With a few exceptions, it is best to allocate a significant percentage of net assets in carefully selected common stocks or stock mutual funds. The old rule was to simply subtract one's age from 100 to get the percentage one ought to invest in stocks. However, as national debt has increased (making for greater inflationary pressures ahead), health care costs have risen markedly and likely will continue to do so, and people on average are living longer, that formula needs to be adjusted in the direction of a larger stock holdings. So it is now suggested that the appropriate formula is 110 less one's age as the correct equity percentage.
This can be modified, though, by related considerations. If one is quite risk averse, a lower stock allocation may be necessary. On the other hand, if married to someone significantly older or younger, the percentage chosen for you as a couple would be the average of the formula results for each of you, which would then be higher than indicated just for the older partner. In addition, if one is receiving a pension, a retirement annuity, ongoing disability payments, or Social Security checks, this may be treated as income from the non-equities segment of the portfolio, so that the stocks portion of liquid assets can compensate by being greater.
Finally, if one's investing skill level is low or high, that can be factored into how little or much one holds in cautiously chosen equities. These days, the returns from money market funds or Certificates of Deposit (CDs) are low enough, and the risks of owning bonds or bond mutual funds once interest rates begin to head back up are substantial enough, that it pays to know enough about stocks to be able to have a bigger part of the financial pie in equities, especially since in general they tend to keep up with inflation far better than reserves or bond assets.
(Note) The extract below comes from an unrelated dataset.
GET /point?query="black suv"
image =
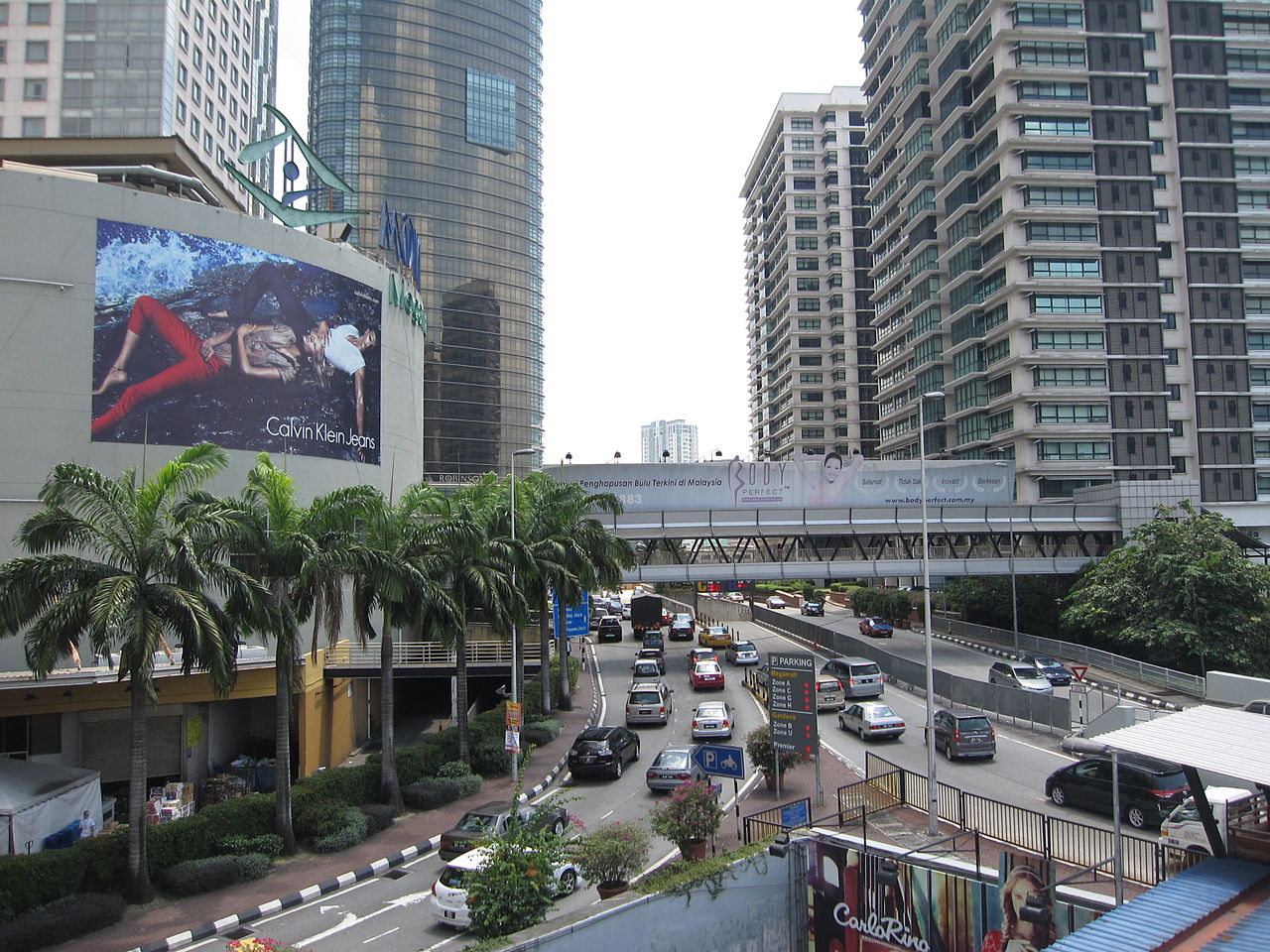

A useful strategy is to invest in reasonably safe type stocks when periodically they are low in price per share relative to their worth and then, after awhile, replace them with others that then are more attractively priced. Often these stocks also provide healthy and growing dividends, thus augmenting one's income supply. (See table for 5 that I think are good purchases at this time.)
One can also profitably buy shares in the very best companies, when available at a discount to their true value, and merely hold them long-term or even "forever." In this category might be companies such as Berkshire Hathaway, General Electric, MacDonald's, Harley-Davidson, Coco-Cola, and Hershey's.